The role is a departure for Tatum, which is one of the reasons Soderbergh selected him. “I said, let’s put him in a suit for a change. I wanted him to speak differently and he worked very hard with a dialect coach to create a much more clipped, enunciated manner of speaking. If you compare it to Magic Mike, the last movie we did together, he sounds really different. Channing is very appealing and very much a movie star, which works really well for the character.”
“Chan was really the first person we thought of for the role,” says producer Gregory Jacobs. “We felt it would be great to see him play a part that we hadn’t seen him play before.”
Tatum was not expecting to be tapped for the part of a white-collar criminal. “I’m from the South and I definitely didn’t go to college,” he says. “But Steven felt I would lend the story a Side Effects different perspective, as opposed to casting somebody we’ve seen play similar parts a bunch of times.
“Martin is a guy who wanted it all and took it,” Tatum observes. “He convinced himself that it wasn’t cheating. With Emily, he fell in love with the idea of an innocent, fragile flower he could put on a pedestal in a castle.
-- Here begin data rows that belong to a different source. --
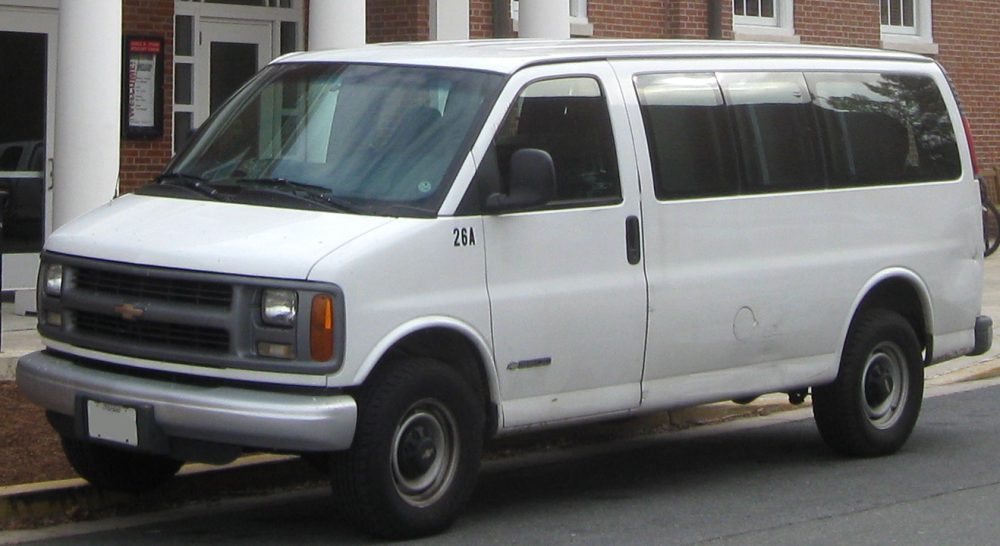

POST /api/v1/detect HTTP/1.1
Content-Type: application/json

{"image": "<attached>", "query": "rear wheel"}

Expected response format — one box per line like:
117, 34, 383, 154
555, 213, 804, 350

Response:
813, 309, 924, 457
331, 359, 484, 538
62, 436, 184, 493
She’s another trophy he won.”
Whatever the part, the actor says he would have signed on just to work with Soderbergh again. “Steven is one of the smartest, most creative, most original people I’ve ever met in my life,” says Tatum. “We get along personally and artistically to the point where if he called me up and said, ‘I want you to play Waiter No. 2,’ I’d do it.
“His work is different from everyone else’s,” the actor adds. “Steven is a student of life and people’s contradictory qualities. Maybe because he’s so full of contradictions himself, he likes to shine light on other people’s quirks.”